BRYAN, Texas — A Bryan-based company is looking to help connect the "heroes" of the community with residents in need of trusted help.
"Hire Our Hero" is a website that will serve as a database to allow heroes — defined for now as military veterans and current or former police, fire and emergency medical technicians — who offer skilled trades as either a business or a side-job to advertise their skills. Residents can then access the information for free when looking for a variety of different contract work.
Brandon Bunch, Hire Our Hero founder and CEO, served in the Marine Corps from 2000 to 2004 and now serves as a firefighter paramedic in Austin. Unimpressed by the process of sorting through, calling and researching dozens of potential businesses for help with trades like plumbing, roofing or real estate, he decided to aggregate the options with a focus on helping the military and public servant workers.
"I had a really hard time getting reliable and dependable people, and thought Hire Our Hero would be a good way to provide our citizens and consumers with a database of trusted heroes that have honorably served," he said. "We wanted to showcase their service or business, and if they're not marketing, this can be the biggest asset they have to get a leg up on the competition."
Bunch is an entrepreneur with Innovation Underground, a Downtown Bryan-based business and technology small business incubator. A year ago, Bunch attended the Entrepreneurship Bootcamp for Veterans with Disabilities, part of the Center for New Ventures and Entrepreneurship offered through the Mays Business School at Texas A&M. There he met Jose Quintana, president of AdventGX, who was mentoring.
"I'm from Mexico and when I became a citizen, I wanted to give back, so my wife and I have been helping as mentors and [Bunch] was one of the ones who really wanted to help get his idea to the next step," Quintana said.
Hire Our Hero will include a professional profile, picture, back-stories of the "heroes" behind the business and services. Hire Our Hero will independently perform background checks, verify licensing and liability insurance, and ensure the listees served in the military or other public service honorably before allowing them to post their services.
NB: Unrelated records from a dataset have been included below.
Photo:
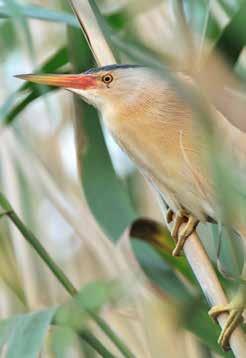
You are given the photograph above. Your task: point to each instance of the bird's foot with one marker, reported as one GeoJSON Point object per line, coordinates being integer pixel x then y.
{"type": "Point", "coordinates": [234, 319]}
{"type": "Point", "coordinates": [180, 218]}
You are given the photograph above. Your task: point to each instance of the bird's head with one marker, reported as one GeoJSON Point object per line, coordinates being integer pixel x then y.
{"type": "Point", "coordinates": [100, 86]}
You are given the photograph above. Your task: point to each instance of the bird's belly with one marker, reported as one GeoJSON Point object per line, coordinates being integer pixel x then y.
{"type": "Point", "coordinates": [167, 171]}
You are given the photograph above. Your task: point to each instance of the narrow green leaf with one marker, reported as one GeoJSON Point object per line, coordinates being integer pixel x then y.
{"type": "Point", "coordinates": [62, 338]}
{"type": "Point", "coordinates": [14, 9]}
{"type": "Point", "coordinates": [10, 109]}
{"type": "Point", "coordinates": [233, 38]}
{"type": "Point", "coordinates": [158, 236]}
{"type": "Point", "coordinates": [105, 193]}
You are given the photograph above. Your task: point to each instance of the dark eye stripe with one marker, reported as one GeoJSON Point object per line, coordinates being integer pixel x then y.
{"type": "Point", "coordinates": [108, 78]}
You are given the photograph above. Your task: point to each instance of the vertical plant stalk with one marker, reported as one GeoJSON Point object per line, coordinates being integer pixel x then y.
{"type": "Point", "coordinates": [193, 249]}
{"type": "Point", "coordinates": [59, 274]}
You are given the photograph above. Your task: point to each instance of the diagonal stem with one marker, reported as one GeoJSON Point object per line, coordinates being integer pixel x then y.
{"type": "Point", "coordinates": [59, 274]}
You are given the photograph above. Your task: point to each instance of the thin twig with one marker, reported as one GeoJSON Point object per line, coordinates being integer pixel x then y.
{"type": "Point", "coordinates": [193, 248]}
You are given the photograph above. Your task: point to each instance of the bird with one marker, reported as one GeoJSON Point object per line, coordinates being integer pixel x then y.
{"type": "Point", "coordinates": [159, 131]}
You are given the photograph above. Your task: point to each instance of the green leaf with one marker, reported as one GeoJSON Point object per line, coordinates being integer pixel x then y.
{"type": "Point", "coordinates": [14, 9]}
{"type": "Point", "coordinates": [24, 334]}
{"type": "Point", "coordinates": [157, 235]}
{"type": "Point", "coordinates": [233, 38]}
{"type": "Point", "coordinates": [10, 109]}
{"type": "Point", "coordinates": [62, 338]}
{"type": "Point", "coordinates": [195, 319]}
{"type": "Point", "coordinates": [105, 192]}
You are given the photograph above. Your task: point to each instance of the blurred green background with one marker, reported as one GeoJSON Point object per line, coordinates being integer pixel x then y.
{"type": "Point", "coordinates": [78, 192]}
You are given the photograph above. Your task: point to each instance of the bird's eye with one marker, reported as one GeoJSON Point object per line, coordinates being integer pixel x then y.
{"type": "Point", "coordinates": [107, 79]}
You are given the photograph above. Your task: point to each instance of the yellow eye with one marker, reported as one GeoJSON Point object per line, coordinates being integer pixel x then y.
{"type": "Point", "coordinates": [107, 79]}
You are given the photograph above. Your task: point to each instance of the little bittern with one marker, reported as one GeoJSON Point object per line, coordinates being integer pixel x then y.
{"type": "Point", "coordinates": [156, 128]}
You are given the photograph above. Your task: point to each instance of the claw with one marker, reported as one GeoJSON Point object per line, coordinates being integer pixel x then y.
{"type": "Point", "coordinates": [234, 319]}
{"type": "Point", "coordinates": [169, 216]}
{"type": "Point", "coordinates": [180, 237]}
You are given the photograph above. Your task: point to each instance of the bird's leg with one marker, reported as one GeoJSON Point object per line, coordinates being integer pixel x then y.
{"type": "Point", "coordinates": [180, 218]}
{"type": "Point", "coordinates": [235, 310]}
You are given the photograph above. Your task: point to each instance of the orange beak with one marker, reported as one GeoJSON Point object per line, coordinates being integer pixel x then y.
{"type": "Point", "coordinates": [67, 81]}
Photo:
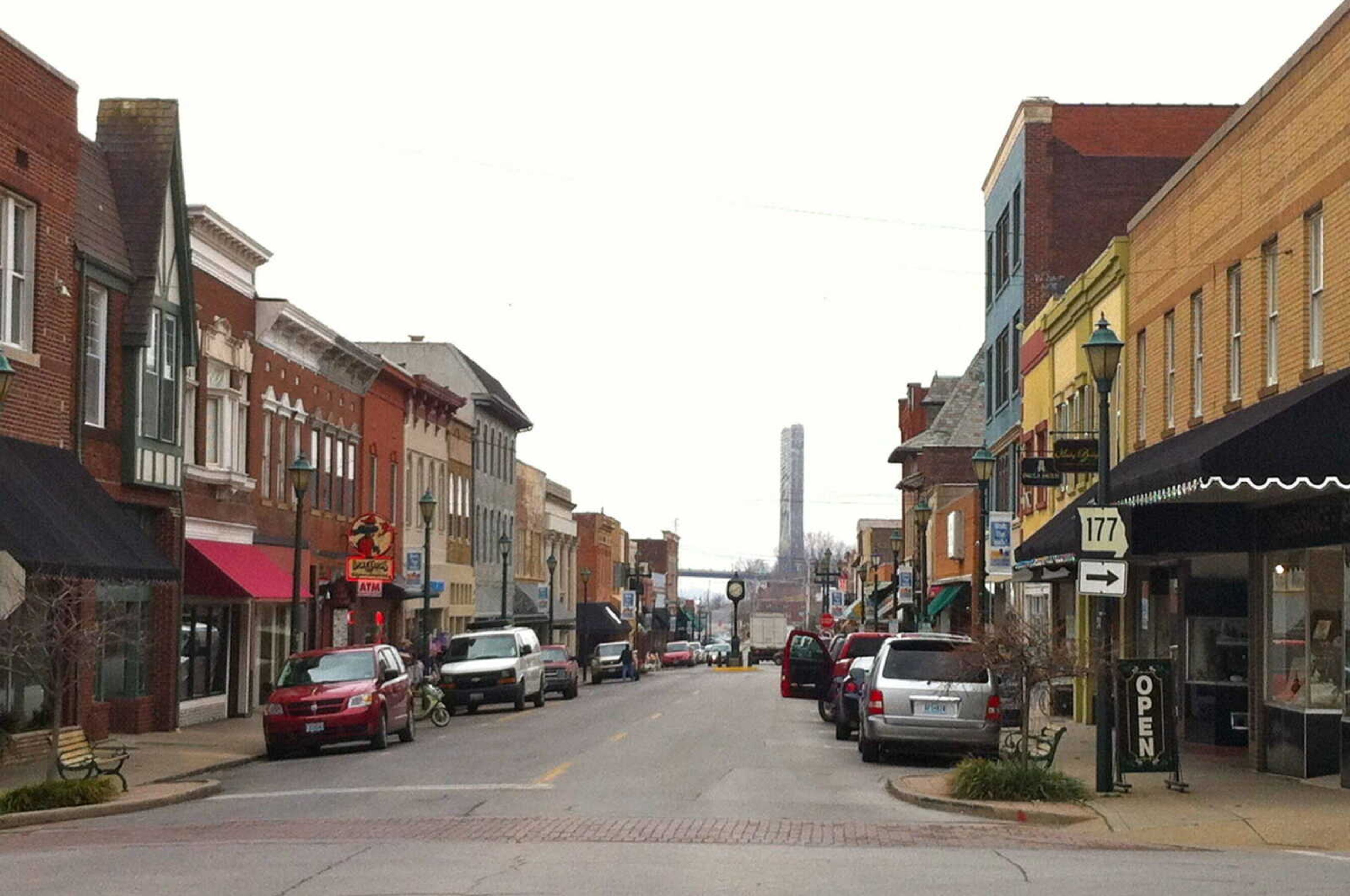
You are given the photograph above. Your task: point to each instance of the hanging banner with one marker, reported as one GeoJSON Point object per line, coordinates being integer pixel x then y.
{"type": "Point", "coordinates": [1148, 730]}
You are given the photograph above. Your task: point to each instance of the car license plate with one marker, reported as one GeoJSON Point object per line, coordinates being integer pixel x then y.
{"type": "Point", "coordinates": [936, 708]}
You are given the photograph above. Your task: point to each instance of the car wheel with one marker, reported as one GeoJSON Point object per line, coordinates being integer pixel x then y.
{"type": "Point", "coordinates": [381, 739]}
{"type": "Point", "coordinates": [871, 751]}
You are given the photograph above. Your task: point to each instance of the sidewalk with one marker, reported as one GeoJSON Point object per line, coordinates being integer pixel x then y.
{"type": "Point", "coordinates": [1229, 805]}
{"type": "Point", "coordinates": [167, 755]}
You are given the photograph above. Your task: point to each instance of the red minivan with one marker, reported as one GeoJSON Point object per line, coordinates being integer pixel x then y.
{"type": "Point", "coordinates": [337, 695]}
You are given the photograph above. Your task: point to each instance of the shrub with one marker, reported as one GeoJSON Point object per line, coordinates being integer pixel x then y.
{"type": "Point", "coordinates": [57, 795]}
{"type": "Point", "coordinates": [1014, 780]}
The market will determine what trades and skills will be posted on the website. Bunch said he knows "heroes" who offer a wide variety of skills ranging from custom home builders to real estate agents to handymen, and he wants to support them by marketing existing businesses or those who have retired with special trades.
"We want to create a good product for the consumer and to let veterans know their worth — they don't realize they're an asset as a worker or a small business," Bunch said. "This is an opportunity to give back without getting a handout. None of these guys I've dealt with have a handout mentality. They want an opportunity or a chance to prove they are worth their time and money."
The service site launches this Saturday. In addition to posters from Bryan-College Station, Bunch said he's looking to include workers statewide, starting with San Antonio, which has a large military population.
So far, dozens of "heroes" have signed up to help get the word out about the services they provide. It is completely free for users browsing for help, and will cost $19.50 a month for those advertising services.
One person who will be listing his services on Hire Our Hero is Roman Garza, a firefighter and owner of SS Pool and Spa in Austin. The custom home and spa builder has done work for other fire, police, EMS and military veterans, but does not market his skills. Garza said he looks forward to being a part of the new network.
Blake Hogan is a Marine entrepreneur who helps with VetCommander.com, a job matching and video interview service for veterans.
"[It] provides a powerful connection between civilians looking to hire veterans in a fun and engaging way," Hogan wrote. "And, because [Bunch] is a Marine, we will do anything we can to keep each other in the fight. Our creed, "Semper Fidelis," does not end when we take off the uniform."